Christopher and Thomas, in another surprise for James in a morning full of surprises, seemed pleased to see him.

 

“Oh, have you decided not to detest Matthew any longer?” Christopher asked. “I’m so glad. You were really hurting his feelings. Though we are not supposed to talk about that to you.” He gazed dreamily at the bread basket, as if it were a wonderful painting. “I forgot that.”

 

Thomas put his head down on the table. “Why are you the way that you are?”

 

Matthew reached over and patted Thomas on the back, then rescued Christopher from setting his own sleeves on fire with a candle. He gave James the candle and a smile.

 

“If you ever see Christopher near an open flame, take him away from it, or take it away from him,” Matthew said. “Fight the good fight with me. I must be eternally watchful.”

 

“That must be difficult, when surrounded by, um, your adoring public,” said James.

 

“Well,” said Matthew, and paused, “it’s possible,” he said, and paused again, “I may have been . . . slightly showing off? ‘Look, if you don’t want to be friends with me, everybody else does, and you are making a big mistake.’ I may have been doing that. Possibly.”

 

“Is that over?” Thomas asked. “Thank the Angel. You know large crowds of people make me nervous! You know I can never think of anything to say to them! I am not witty like you or aloof and above it all like James or living in cloud cuckoo land like Christopher.
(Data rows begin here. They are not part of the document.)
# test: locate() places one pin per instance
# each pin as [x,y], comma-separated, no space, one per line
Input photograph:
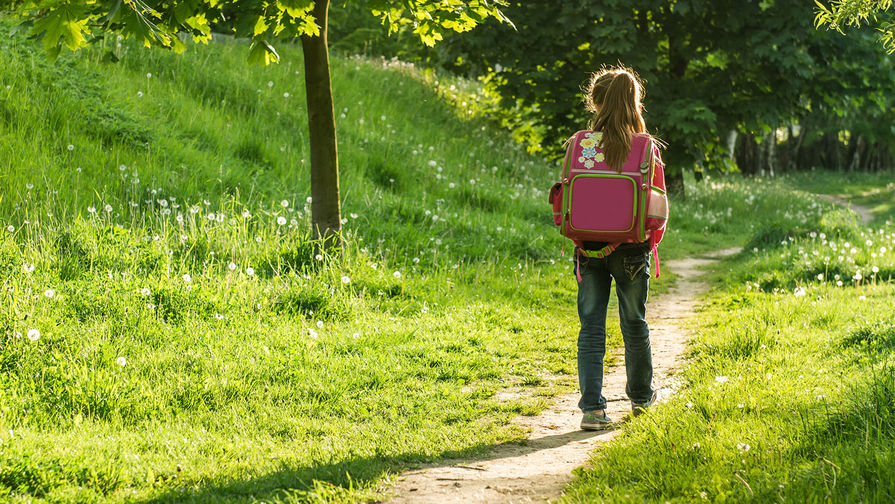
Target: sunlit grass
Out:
[788,393]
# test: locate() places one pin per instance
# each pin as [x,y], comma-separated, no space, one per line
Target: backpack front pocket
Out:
[605,203]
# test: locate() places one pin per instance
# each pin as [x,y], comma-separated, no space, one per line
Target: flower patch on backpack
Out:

I came to the Academy to get away from being bossed by my sisters, but my sisters make me much less nervous than battering rams flying through the air and parties all the time. Can we please have some peace and quiet occasionally!”

 

James stared at Thomas. “Does everybody think I’m aloof?”

 

“No, mostly people think you’re an unholy abomination upon this earth,” Matthew said cheerfully. “Remember?”

 

Thomas looked ready to put his head back on the table, but he cheered up when he saw James had not taken offense.

 

“Why would that be?” Christopher asked politely.

 

James stared. “Because I can turn from flesh and blood into a ghastly shadow?”

 

“Oh,” said Christopher. His dreamy lavender eyes focused for a moment. “That’s very interesting,” he told James, his voice clear. “You should let me and Uncle Henry perform many experiments on you. We could do an experiment right now.”

 

“No, we could not,” said Matthew. “No experiments at breakfast time. Add it to the list, Christopher.”

 

Christopher sighed.

 

And just like that, as if it could always have been that easy, James had friends. He liked Thomas and Christopher as much as he’d always known he would.

 

Of all his new friends, though, he liked Matthew the best. Matthew always wanted to talk about the books James had read, or tell James a story as good as a book. He made obvious efforts to find James when James was not there, and obvious efforts to protect James when he was there. James did not have many nice things to write letters home about: he ended up writing letters that were full of Matthew.

 

James knew Matthew probably only felt sorry for him. Matthew was always looking after Christopher and Thomas, with the same painstaking care he must have looked after his father. Matthew was kind.